Understanding group-based coordination of attitudes is critically important to our most pressing global issues including climate change, vaccine hesitancy and threats to democratic processes. Until now, it has been difficult to identify opinion-based groups and to link the micro to the macro (ie. locate individuals in group-based opinion systems), as methods tend to focus on one or the other level of analysis. For example, which attitudes are most important to group identity? How are individuals located within a group depending on their individual attitudes?
A core idea of the ERC-DAFINET project is that people are linked by the attitudes they jointly hold, and that attitudes become socially connected when they are jointly held by people. From this basic idea, we developed methods to construct bipartite networks directly from survey-based data to visualize attitude networks. This method has broad interdisciplinary relevance for visualizing group structure in survey data. For example, we have applied this method to attitude data collected in the first wave of the COVID pandemic in the UK (Maher, P. J., MacCarron, P., & Quayle, M. (2020). Mapping public health responses with attitude networks..... British Journal of Social Psychology, 59(3), 641–652.
https://doi.org/10.1111/bjso.12396(odnośnik otworzy się w nowym oknie)) and American political attitudes (Dinkelberg, A., O’Reilly, C., MacCarron, P., Maher, P. J., & Quayle, M. (2021). Multidimensional polarization dynamics in US election data..... Analyses of Social Issues and Public Policy, 21(1), 284–311.

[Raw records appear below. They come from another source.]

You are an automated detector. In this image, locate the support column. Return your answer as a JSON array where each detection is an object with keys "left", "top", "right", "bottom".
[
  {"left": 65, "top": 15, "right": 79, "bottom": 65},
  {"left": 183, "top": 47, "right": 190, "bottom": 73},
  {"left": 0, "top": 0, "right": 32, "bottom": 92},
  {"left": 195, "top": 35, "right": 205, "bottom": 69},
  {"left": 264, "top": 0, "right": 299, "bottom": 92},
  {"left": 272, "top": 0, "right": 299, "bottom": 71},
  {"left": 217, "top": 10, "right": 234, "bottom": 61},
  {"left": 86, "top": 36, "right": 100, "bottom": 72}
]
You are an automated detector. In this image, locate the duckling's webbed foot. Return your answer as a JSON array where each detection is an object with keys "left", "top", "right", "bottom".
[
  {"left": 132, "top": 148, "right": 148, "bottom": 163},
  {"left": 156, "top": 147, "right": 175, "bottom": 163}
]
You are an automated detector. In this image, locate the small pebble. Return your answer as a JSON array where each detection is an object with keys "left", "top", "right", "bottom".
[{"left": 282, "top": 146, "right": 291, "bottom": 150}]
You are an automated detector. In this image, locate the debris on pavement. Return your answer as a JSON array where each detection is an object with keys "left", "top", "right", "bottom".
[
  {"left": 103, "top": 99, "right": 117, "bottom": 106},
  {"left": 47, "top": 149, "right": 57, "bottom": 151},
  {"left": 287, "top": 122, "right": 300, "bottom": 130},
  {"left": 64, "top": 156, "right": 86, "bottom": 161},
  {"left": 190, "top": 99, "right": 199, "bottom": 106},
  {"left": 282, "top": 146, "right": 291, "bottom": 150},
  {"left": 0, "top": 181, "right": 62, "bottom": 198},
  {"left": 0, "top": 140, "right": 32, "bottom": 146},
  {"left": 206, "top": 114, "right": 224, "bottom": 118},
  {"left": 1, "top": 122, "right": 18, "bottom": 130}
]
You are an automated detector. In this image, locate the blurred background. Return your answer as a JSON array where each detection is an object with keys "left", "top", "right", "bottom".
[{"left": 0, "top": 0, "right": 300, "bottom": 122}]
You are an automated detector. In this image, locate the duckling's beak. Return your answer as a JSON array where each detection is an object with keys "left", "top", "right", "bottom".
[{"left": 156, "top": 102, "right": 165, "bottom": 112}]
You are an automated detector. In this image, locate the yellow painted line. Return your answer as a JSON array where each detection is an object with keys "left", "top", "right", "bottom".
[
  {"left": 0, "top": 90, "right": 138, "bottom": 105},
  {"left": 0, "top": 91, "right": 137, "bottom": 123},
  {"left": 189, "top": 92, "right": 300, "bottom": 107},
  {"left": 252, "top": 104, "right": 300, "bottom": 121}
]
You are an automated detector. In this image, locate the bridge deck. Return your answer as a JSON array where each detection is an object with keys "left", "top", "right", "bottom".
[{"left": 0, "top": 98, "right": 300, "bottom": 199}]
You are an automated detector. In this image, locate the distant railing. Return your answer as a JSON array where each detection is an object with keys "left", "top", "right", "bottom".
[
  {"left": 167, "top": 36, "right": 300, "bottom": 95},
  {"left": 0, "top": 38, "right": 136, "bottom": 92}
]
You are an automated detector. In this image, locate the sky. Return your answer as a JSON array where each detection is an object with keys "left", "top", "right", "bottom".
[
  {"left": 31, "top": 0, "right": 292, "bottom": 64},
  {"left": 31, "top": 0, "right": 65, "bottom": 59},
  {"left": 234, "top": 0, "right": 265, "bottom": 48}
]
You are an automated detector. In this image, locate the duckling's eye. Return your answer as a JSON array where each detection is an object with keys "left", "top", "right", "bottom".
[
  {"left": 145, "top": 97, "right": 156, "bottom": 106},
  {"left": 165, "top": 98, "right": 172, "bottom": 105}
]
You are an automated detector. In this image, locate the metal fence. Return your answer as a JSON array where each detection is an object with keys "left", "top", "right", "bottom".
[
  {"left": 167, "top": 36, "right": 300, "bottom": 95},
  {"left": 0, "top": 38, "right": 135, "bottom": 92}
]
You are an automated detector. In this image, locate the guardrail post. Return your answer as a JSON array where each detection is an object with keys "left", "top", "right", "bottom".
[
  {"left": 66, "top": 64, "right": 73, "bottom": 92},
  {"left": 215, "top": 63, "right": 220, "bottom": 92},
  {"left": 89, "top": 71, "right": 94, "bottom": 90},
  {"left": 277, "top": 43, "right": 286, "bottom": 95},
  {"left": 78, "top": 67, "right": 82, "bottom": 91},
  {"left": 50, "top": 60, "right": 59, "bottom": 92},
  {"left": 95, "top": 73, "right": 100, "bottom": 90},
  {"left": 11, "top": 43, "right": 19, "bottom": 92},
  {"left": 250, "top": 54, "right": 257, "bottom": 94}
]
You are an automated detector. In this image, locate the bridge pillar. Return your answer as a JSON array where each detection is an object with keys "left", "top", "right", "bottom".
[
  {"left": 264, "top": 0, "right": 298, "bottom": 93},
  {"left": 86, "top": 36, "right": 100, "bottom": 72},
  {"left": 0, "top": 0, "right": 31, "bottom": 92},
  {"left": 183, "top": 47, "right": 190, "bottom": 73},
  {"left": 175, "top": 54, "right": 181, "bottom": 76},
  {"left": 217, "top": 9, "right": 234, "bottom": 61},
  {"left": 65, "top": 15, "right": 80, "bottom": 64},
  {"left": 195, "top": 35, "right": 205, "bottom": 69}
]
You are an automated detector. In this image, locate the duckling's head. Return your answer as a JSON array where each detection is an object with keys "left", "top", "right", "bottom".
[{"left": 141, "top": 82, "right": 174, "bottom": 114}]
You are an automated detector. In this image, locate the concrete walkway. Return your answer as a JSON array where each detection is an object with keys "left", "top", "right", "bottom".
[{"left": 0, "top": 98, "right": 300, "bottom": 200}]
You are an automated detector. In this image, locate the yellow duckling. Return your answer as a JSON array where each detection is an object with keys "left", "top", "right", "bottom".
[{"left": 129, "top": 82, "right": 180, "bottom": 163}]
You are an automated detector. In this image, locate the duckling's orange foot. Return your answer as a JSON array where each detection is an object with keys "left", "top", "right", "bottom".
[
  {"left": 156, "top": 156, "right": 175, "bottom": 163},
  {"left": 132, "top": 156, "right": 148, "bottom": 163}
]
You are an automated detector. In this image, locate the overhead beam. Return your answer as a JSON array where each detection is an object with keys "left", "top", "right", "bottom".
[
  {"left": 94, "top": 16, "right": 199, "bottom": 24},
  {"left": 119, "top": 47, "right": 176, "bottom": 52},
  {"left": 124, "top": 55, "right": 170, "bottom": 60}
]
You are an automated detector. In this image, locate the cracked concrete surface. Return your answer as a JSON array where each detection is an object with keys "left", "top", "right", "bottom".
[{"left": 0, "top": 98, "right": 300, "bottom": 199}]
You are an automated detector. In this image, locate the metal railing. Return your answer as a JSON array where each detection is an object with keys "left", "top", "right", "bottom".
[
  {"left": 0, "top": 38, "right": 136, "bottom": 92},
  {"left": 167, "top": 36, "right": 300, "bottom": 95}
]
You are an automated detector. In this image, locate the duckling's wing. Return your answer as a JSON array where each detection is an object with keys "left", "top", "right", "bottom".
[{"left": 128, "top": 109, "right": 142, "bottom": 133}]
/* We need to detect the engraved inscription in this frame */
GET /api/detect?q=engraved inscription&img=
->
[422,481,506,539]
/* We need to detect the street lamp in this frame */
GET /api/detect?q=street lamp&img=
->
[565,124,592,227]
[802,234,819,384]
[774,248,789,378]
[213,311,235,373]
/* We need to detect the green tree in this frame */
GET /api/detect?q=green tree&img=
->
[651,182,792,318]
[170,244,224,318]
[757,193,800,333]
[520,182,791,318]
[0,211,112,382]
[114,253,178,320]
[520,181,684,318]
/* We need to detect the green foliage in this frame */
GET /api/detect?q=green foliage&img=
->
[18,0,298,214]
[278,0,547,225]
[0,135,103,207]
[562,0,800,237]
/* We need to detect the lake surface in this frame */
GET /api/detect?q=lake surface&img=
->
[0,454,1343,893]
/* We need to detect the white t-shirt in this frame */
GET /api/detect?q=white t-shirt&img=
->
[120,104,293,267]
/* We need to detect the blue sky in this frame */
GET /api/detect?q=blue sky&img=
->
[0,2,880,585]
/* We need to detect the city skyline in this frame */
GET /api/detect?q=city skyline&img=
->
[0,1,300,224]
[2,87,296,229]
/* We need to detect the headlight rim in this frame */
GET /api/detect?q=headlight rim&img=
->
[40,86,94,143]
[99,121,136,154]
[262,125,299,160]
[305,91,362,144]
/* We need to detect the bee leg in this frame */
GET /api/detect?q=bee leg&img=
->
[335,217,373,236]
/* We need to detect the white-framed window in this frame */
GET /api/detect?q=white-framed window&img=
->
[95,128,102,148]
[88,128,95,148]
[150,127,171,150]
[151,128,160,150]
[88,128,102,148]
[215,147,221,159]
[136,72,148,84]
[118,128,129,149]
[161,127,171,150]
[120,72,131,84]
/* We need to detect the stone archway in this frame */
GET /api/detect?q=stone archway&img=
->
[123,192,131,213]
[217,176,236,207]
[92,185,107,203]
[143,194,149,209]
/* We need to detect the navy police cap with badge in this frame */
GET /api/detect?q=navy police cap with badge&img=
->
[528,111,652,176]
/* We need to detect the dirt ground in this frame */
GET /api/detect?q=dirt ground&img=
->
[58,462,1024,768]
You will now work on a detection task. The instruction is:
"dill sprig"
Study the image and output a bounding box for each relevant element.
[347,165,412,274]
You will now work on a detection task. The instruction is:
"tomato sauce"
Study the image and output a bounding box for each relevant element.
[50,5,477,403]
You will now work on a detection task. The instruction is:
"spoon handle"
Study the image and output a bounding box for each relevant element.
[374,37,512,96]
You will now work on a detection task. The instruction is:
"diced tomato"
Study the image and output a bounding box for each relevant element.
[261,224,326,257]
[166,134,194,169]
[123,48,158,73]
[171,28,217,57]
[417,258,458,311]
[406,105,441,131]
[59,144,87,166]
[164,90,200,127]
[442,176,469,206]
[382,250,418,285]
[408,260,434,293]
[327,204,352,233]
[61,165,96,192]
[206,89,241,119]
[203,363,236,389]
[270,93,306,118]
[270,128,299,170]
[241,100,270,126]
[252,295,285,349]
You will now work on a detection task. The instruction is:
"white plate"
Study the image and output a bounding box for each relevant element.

https://doi.org/10.1111/asap.12278(odnośnik otworzy się w nowym oknie)). After deriving a graph from the survey data, we can apply network methods to detect polarization (even without extremism); identify items which most clearly distinguish groups; and track polarization over time. How much overlap is there between groups? How can we identify polarization across multiple opinion dimensions? The ERC-DAFINET project provides a breakthrough mathematical method to answer these questions, but previously required high levels of mathematical and coding expertise to implement from first-principles.
The Attitude-Maps-4-All Proof of Concept project prototyped open software for implementing this network method, making it available to ordinary end-users (researchers and practitioners across disciplines). Where it previously required high-level technical mathematical and coding skills to implement, as a result of the work done in this Proof of Concept grant, it is now accessible to any researcher.